Jesus redet nicht zu Menschen, die als Kinder getauft worden sind und dann mit 14 konfirmiert worden. Er redet zu Menschen, die ihm folgen, weil sie ihn als Person und das, was er sagt und tut, für interessant, anziehend und faszinierend halten. Etwa so, wenn wir in die Kirche gehen, weil jemand ganz Bekanntes den Gottesdienst hält.
Diesen Menschen, die sich für ihn und den Glauben interessieren, redet Jesus ins Gewissen. Sie sollen sich überlegen, worauf sie sich einlassen. Ob ihr Glaube Fundament genug bietet, auch im Alltag und ein ganzes Leben Bestand zu haben. Ob sie sich nicht verrechnen und sich etwas vormachen, wenn sie jetzt vollmundig Versprechungen machen, die sie später nicht einhalten können. Wahrscheinlich hat er es selbst erlebt: dass Menschen ihm zujubeln, ihn begrüßen wie ein Popstar oder Fußballheld, seine Rede mit begeisterten Halleluja-Rufen begleiten, dann mit einem guten Gefühl nach Hause zurück kehren - doch am nächsten Tag läuft alles so weiter wie bisher und der Streit mit dem Nachbarn wird bis zum bitteren Ende weiter geführt, von Gottesliebe und Menschenliebe bleibt nur die Erinnerung an einen besonderen Event.
Jesus ist nicht an flammenden Strohfeuern interessiert. Er will uns ein Fundament geben, auf dem wir unser Leben aufbauen können. Ein Fundament, das hält und wir sollen uns an dieses Fundament ein Leben lang halten, ohne Wenn und Aber. An diesen Anspruch sollen wir denken, wenn wir Christ werden, wenn wir taufen und konfirmieren.
Jesu Beispiele veranschaulichen noch einmal, was er meint. Er nimmt sie aus der harten Wirklichkeit, dem Hausbau und der Kriegsführung. Etwas abgeändert könnten wir passend zur Jahreszeit das erste Beispiel auch so formulieren:
Will jemand in Urlaub fahren, dann überschlage er zunächst die Kosten. Er muss ja sehen, ob sein Geld reicht. Nicht dass er losfährt und in Südfrankreich merkt, dass am Ende des Geldes noch viel Urlaub übrig ist. Wenn er dann zuhause anruft, und um Unterstürzung bitten muss, wird man ihn auslachen und sagen: Dieser Mensch wollte in Urlaub fahren und konnte nicht berechnen, was es ihn kosten würde.
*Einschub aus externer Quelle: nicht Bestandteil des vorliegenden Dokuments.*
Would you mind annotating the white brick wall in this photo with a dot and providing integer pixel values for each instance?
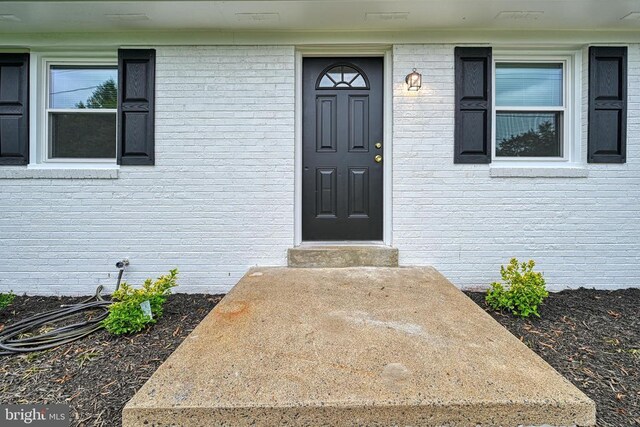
(220, 198)
(581, 231)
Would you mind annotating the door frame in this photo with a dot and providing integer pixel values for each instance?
(337, 52)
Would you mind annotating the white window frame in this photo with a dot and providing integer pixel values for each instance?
(570, 127)
(40, 144)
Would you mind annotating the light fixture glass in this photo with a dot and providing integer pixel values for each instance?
(414, 80)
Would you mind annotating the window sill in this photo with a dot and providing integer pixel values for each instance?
(59, 173)
(538, 172)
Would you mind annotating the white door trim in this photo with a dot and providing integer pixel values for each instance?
(387, 151)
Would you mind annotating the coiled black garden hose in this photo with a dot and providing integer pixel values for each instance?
(18, 337)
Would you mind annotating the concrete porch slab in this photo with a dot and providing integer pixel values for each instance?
(353, 347)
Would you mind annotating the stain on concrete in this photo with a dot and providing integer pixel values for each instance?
(363, 318)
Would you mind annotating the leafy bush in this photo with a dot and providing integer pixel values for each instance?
(522, 292)
(6, 299)
(126, 315)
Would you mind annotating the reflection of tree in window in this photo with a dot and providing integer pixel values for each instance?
(541, 142)
(105, 95)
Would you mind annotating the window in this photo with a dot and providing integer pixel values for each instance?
(342, 76)
(81, 111)
(531, 113)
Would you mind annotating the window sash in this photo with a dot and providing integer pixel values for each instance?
(46, 133)
(566, 124)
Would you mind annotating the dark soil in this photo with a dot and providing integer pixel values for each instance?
(98, 374)
(593, 339)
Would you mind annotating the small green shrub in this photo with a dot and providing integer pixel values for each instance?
(6, 299)
(521, 293)
(126, 315)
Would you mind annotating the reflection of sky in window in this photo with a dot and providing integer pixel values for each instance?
(509, 125)
(69, 86)
(524, 85)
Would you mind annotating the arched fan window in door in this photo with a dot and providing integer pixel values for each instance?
(342, 76)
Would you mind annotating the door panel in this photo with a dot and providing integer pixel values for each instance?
(342, 122)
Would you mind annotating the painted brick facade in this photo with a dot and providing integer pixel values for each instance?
(581, 231)
(221, 196)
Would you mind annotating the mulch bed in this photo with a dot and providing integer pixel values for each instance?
(593, 339)
(96, 375)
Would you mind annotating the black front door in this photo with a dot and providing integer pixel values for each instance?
(342, 148)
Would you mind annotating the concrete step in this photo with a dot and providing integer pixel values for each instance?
(353, 347)
(342, 256)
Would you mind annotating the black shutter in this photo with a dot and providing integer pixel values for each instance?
(607, 104)
(14, 108)
(136, 105)
(473, 105)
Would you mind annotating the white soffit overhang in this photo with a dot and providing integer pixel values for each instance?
(318, 15)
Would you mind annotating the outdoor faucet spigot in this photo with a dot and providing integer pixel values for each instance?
(122, 264)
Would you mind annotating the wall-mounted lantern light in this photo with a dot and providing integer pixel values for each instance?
(414, 80)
Soll man dann lieber gar nicht fahren? Plädiert Jesus dafür, dass derjenige, der sich nicht voll und ganz, mit Haut und Haaren, mit seinem ganzen Eigentum und allem, was ihm am Herzen liegt, für seinen Glauben einsetzt; dass derjenige es lieber ganz lassen sollte? Also lieber nicht taufen, denn man weiß ja nicht? Also lieber nicht sich konfirmieren lassen, denn wer will das Leben berechnen? Also lieber nicht Christ werden, Jesus nachfolgen, denn ob das Fundament ausreicht, wer kann das sagen?
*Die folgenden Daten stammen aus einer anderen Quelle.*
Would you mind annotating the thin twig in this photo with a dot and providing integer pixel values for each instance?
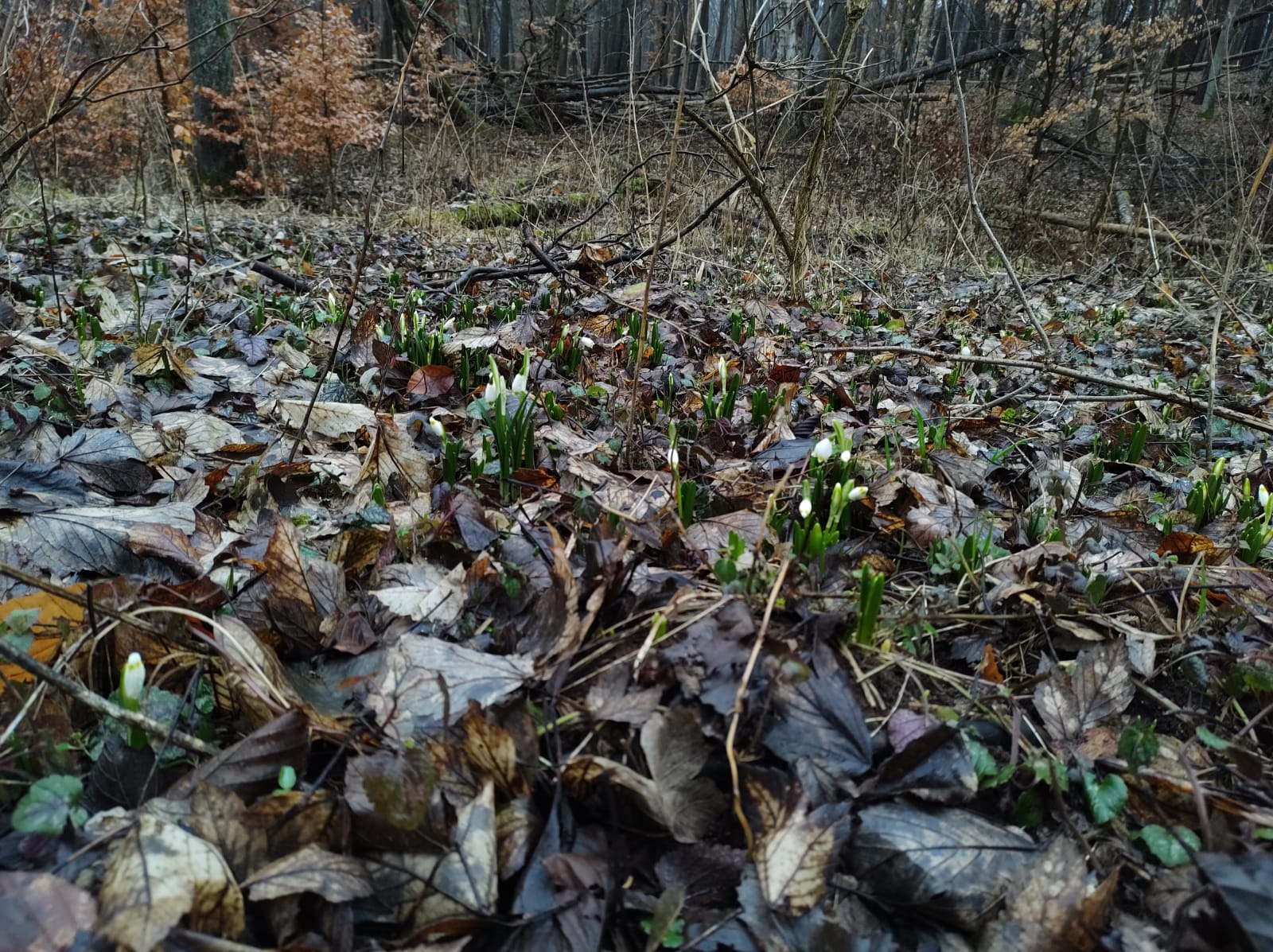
(1166, 396)
(363, 252)
(977, 205)
(99, 704)
(740, 697)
Ja! Das Beispiel von dem, der sich verrechnet, ist radikal. Zum christlichen Glauben gehört die Bereitschaft mit allem, was ich habe, zu brechen und radikal einen anderen Weg zu gehen. Christen in der DDR haben sich nicht staatskonform verhalten. Sie haben ihr Kreuz tragen müssen durch vielfältige Einschränkungen. In immer noch zu vielen Ländern der Erde ist Christsein bis heute lebensgefährlich und der Besitz der Bibel im besten Fall nicht gern gesehen. Eine Russlanddeutsche erzählte mir, dass ihr Vater viele Jahre im Gefängnis saß, weil er heimlich Bibelstunden in seinem Haus abgehalten hatte. Würde ich unter solchen Umständen auch noch Christ bleiben und mich zu Jesus Christus als meinem Herrn und Heiland bekennen, ihm die Ehre geben und mich für meinen bedrohten Mitmenschen einsetzen? Ich hoffe, dass mir diese Frage so nie gestellt wird. „Wer sich mir anschließen will, muss bereit sein mit allem zu brechen, ja sich selbst aufzugeben“ sagt Jesus.
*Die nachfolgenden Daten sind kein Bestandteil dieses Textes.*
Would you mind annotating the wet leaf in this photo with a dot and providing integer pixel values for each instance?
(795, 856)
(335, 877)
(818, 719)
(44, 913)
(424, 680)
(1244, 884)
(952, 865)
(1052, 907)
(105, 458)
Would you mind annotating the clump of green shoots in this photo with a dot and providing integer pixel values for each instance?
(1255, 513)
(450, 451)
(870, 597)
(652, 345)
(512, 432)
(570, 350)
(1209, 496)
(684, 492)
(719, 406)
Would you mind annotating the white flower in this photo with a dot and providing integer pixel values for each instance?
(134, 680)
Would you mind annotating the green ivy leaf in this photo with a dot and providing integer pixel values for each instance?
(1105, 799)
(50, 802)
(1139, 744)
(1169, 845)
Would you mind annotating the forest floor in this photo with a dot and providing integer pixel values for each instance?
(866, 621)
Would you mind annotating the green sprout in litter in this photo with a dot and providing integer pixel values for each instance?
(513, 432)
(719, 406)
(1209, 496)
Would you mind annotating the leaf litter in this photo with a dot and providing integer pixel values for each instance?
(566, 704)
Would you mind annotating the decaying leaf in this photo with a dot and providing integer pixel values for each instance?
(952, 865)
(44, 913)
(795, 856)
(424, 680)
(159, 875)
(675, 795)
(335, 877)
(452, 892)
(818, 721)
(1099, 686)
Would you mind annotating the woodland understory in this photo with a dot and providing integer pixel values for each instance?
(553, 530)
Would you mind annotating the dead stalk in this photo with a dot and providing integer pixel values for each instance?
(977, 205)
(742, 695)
Doch – und das finde ich für die etwas Schwächeren im Glauben eine Gnade – zum Glück lässt Jesus es nicht bei dem ersten Beispiel. Das zweite Beispiel aus der Kriegsführung ist etwas anders gestrickt. Es beinhaltet vielleicht einen möglichen Ausweg, wenn uns das Radikale nicht gelingen will. Wir erinnern uns: Der König, der voraussieht, dass er den Feind nicht besiegen kann, versucht einen Friedensschluss. Der König berechnet realistisch, was er zu leisten im Stande ist und sucht kreative Lösungen angesichts seiner mangelnden Stärke.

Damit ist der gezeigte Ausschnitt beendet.